Open data set provides objective doctor ranking | Opensource.com
Open data set provides objective doctor ranking
Are you an academic, scientist, health policy junkie... or just a person who goes to see your doctor every now and then? Well, listen up: a new project by Fred Trotter and Not Only Development was recently granted protection under the Freedom of Information Act and met it's crowdfunding effort on MedStartr to move ahead with plans to generate an open data set that promises to alter the healthcare landscape and have drastic implications on how we navigate it.
The Doctor Social Graph, or DocGraph, eventualy released under Creative Commons, includes data on how every doctor teams together to deliver healthcare (including simple referrals). These relationships and referral patterns are used to do page rank-style algorithums to use the way doctors work together as a recommendation system. Because what we use now, sites like RateMDs or Healthgrades, is uncomfortably subjective. They have the same problem as Yelp: when someone orders something they don't like (simply based on preference, not service or cleanliness), they are likely to rate the restaurant lower as a whole. Though you may get a more accurate view over time, with more and more people taking the time to input their rating, we just don't have that kind of time or threshold for guesswork when it comes to our health. And so, with doctor rating sites, if a patient gets bad news, that they have an illness or need surgery, the tendency is there to rate the doctor the same as their experience—negatively.
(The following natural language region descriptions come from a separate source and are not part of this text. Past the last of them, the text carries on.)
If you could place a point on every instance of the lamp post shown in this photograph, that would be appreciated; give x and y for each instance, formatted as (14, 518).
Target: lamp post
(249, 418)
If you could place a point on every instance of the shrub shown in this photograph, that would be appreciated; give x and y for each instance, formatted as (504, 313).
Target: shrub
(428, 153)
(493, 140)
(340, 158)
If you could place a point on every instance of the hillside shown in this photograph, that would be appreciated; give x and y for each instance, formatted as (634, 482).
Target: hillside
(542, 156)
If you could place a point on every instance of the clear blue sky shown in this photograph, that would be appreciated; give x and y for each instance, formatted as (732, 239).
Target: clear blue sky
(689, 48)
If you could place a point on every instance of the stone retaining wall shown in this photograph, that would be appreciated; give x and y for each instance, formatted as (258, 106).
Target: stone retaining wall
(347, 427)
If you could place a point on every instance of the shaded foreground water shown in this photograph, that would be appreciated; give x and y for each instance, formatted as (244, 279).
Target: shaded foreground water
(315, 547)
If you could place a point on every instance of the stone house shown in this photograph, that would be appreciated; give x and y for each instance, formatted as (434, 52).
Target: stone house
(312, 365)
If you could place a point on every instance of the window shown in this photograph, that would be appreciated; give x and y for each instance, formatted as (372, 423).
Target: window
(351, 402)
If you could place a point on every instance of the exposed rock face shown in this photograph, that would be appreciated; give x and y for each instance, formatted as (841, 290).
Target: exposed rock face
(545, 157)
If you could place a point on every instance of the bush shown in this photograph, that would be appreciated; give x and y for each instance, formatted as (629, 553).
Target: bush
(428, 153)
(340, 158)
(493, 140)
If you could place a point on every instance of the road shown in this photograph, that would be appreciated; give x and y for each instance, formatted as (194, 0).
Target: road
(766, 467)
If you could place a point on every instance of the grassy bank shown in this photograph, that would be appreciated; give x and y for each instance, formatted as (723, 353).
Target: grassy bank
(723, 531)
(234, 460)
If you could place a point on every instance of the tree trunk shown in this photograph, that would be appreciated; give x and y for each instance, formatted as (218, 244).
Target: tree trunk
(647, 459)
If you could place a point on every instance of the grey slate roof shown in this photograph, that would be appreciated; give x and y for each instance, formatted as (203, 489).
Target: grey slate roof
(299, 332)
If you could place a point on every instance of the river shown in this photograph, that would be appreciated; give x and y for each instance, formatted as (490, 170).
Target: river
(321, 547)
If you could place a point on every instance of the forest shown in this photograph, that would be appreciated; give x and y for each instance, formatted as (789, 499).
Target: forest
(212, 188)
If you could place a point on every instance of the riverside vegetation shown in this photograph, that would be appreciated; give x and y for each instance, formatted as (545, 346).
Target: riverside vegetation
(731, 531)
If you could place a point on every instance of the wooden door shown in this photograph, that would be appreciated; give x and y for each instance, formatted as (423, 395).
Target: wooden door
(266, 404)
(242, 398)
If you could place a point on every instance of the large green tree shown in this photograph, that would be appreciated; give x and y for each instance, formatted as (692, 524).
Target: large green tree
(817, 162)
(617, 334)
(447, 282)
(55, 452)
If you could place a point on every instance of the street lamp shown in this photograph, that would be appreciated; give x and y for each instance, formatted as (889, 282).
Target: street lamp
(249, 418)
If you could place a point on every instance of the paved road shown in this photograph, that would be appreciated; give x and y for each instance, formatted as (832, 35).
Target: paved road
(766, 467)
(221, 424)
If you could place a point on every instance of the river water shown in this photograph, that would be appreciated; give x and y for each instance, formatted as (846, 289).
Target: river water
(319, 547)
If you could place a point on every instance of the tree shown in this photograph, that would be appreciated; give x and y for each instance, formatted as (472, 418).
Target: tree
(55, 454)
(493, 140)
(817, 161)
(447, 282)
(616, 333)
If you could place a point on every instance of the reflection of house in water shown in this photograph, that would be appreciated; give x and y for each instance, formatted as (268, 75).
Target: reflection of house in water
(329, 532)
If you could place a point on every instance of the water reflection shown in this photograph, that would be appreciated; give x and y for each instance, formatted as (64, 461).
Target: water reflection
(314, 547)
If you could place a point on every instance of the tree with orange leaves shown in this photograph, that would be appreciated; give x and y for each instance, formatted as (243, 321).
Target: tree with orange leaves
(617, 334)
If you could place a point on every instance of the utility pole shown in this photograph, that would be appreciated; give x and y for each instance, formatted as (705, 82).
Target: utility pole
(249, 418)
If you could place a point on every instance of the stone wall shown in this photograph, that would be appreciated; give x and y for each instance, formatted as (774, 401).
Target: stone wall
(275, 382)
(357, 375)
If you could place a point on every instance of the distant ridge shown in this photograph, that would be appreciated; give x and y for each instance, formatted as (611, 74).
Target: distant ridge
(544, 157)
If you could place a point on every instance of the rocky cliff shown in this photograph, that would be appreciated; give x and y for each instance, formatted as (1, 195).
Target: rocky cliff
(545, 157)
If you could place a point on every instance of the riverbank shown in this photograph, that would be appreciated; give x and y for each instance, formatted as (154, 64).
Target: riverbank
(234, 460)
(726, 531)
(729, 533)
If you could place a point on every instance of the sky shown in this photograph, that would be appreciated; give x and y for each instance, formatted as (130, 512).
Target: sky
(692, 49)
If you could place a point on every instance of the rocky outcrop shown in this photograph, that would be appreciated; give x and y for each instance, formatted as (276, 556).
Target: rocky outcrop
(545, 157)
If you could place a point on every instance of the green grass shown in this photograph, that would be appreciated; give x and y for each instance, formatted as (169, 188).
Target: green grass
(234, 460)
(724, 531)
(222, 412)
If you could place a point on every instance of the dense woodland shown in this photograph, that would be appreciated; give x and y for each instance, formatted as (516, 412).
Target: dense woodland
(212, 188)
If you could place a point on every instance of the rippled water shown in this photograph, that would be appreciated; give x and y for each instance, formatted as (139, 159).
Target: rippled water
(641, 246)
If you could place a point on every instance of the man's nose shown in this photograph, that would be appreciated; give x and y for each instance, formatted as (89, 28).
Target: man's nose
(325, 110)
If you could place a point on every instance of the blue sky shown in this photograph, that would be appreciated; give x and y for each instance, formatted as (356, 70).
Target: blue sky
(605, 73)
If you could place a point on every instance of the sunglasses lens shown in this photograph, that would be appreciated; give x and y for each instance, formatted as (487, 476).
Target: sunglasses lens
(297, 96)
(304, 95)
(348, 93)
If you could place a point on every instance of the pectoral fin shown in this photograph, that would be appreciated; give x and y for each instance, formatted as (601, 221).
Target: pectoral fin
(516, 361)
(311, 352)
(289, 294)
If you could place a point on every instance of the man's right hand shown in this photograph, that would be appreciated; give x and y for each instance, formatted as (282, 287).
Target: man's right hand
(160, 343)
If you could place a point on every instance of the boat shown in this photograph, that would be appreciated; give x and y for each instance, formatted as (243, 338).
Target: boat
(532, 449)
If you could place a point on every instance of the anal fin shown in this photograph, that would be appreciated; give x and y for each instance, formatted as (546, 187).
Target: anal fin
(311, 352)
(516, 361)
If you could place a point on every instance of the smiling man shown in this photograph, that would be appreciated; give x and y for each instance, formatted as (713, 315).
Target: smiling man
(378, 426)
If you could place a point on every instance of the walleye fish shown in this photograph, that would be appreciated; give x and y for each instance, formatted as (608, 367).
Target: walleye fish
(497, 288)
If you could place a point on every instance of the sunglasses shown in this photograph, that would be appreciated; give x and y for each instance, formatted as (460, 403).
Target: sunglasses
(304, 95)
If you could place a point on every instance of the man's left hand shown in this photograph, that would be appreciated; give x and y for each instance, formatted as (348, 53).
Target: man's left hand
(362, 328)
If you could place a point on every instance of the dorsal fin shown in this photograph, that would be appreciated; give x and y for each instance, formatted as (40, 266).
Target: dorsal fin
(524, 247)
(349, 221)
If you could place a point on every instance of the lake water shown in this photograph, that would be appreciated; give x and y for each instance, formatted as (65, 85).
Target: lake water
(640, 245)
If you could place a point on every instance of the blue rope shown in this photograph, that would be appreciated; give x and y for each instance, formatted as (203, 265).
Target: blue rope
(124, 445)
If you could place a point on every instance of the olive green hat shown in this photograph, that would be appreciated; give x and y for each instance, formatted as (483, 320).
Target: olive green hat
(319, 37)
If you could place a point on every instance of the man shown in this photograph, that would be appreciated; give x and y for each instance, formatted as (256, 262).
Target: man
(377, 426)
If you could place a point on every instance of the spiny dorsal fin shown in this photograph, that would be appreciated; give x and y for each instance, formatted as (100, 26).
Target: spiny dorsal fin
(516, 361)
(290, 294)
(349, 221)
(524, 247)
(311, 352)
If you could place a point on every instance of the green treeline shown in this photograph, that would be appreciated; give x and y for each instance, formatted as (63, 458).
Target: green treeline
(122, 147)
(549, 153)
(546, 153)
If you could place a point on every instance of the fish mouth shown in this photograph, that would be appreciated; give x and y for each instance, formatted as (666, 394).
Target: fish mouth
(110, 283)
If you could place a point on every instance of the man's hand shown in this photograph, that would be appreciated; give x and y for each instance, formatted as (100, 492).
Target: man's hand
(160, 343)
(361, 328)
Now that the project has reached it's financial goal, the team will begin buying up doctor credentialing data from all 50 states, which they wil then overlay with the referral patterns data from the DocGraph (one of the largest named social graphs available to the public). Doctor credentials include things like where they went to medical school, if they are board certified, and if they've ever been sued for malpractice. The goal is not to make things harder on doctors, but to make transparent the facts for the better use and decision-making of those who require their service and skills.
A multitude of questions will be raised, and now, objectively answered, like: How do medical schools impact how doctors refer each other? How does board certification impact how doctors refer each other? And on and on. Not to mention the big question: How does my doctor rank on the basis of his knowledge, understanding, skill, and expertise?
To improve the data set and create a community of open data around it, we will apply both a dual licensing model and a random licensing model so that interested parties can purchase various levels of access. Eventually, the ransom on the license will expire and the data set will be available under an open source license. That open source license will be what is known as "viral", which means that users will be free to merge this data set with their own, as long as they release the resulting merger as open source also. For parties that want to keep their data private and proprietary, there is a more expensive option to get a proprietary friendly license.
The results of this map of healthcare promise to be astounding. And, Trotter goes further to say, "This is by far the most controversial thing I've ever done and that says something because I've done some fairly controversial things. So, people will be fired over what's in this data. People will sue, preferably not me, over what's in this data." But ultimately, these are indicators of improvement and transparency, and there will be many more positive ones to come as well, thanks to the push and promise of open data.